Several key cases involving controversial issues including the constitutional right to an abortion, gun control legislation and LGBT rights are scheduled to be considered by the U.S. Supreme Court in its 2019 term, which opens today.

Oct. 1 is the court’s annual meeting where the justices consider the backlog of petitions that were filed while the court was on its summer break, each of which asks the court to hear a particular case.

The justices will meet in a private conference to discuss cases and vote on petitions for review. The court will release an order list at 9:30 a.m. on Monday, Oct 7.

Today the justices will hear petitions on concerns that could impact the constitutional right to an abortion in the case of June Medical Services v. Gee, which involves a Louisiana abortion restriction. The court will also discuss New York State Rifle and Pistol Association Inc. v. City of New York, the first major Second Amendment case to be heard by the Supreme Court in nearly a decade — and also the first since Justice Anthony Kennedy’s retirement shifted the court dramatically to the right. The case centers on a recently changed New York City rule that limited where gun owners with a certain kind of permit were allowed to bring their guns. On the issue of abortion rights, for years, Kennedy held the balance on a Supreme Court divided between four staunch opponents of this right and four supporters.

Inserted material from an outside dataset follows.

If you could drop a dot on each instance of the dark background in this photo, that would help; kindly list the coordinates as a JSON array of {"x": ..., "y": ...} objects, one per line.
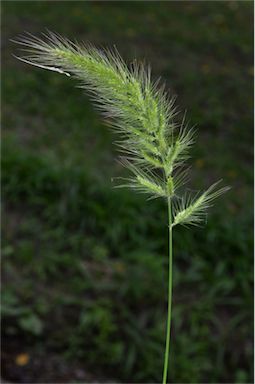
[{"x": 85, "y": 266}]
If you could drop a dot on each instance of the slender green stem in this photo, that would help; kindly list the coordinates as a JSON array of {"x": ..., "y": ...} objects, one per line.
[{"x": 170, "y": 283}]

His replacement, Justice Brett Kavanaugh, just months after joining the court wrote an opinion seeking to reduce abortion rights.

Roe vs. Wade does not need to be overturned directly for it to be undermined. The question is whether the court upholds laws whose real purpose is to drive up the cost of operating an abortion clinic, so that only better-funded clinics will fight to stay open.

At stake are laws that force clinics to shut down because there are no longer any doctors who can gain the credential they need to perform an abortion. Eventually, the costs will be so high that no clinic can afford to operate. Abortion will likely remain available in heavily Democratic-controlled states and prohibited in Republican-controlled states.

The court generally releases the majority of its decisions in June.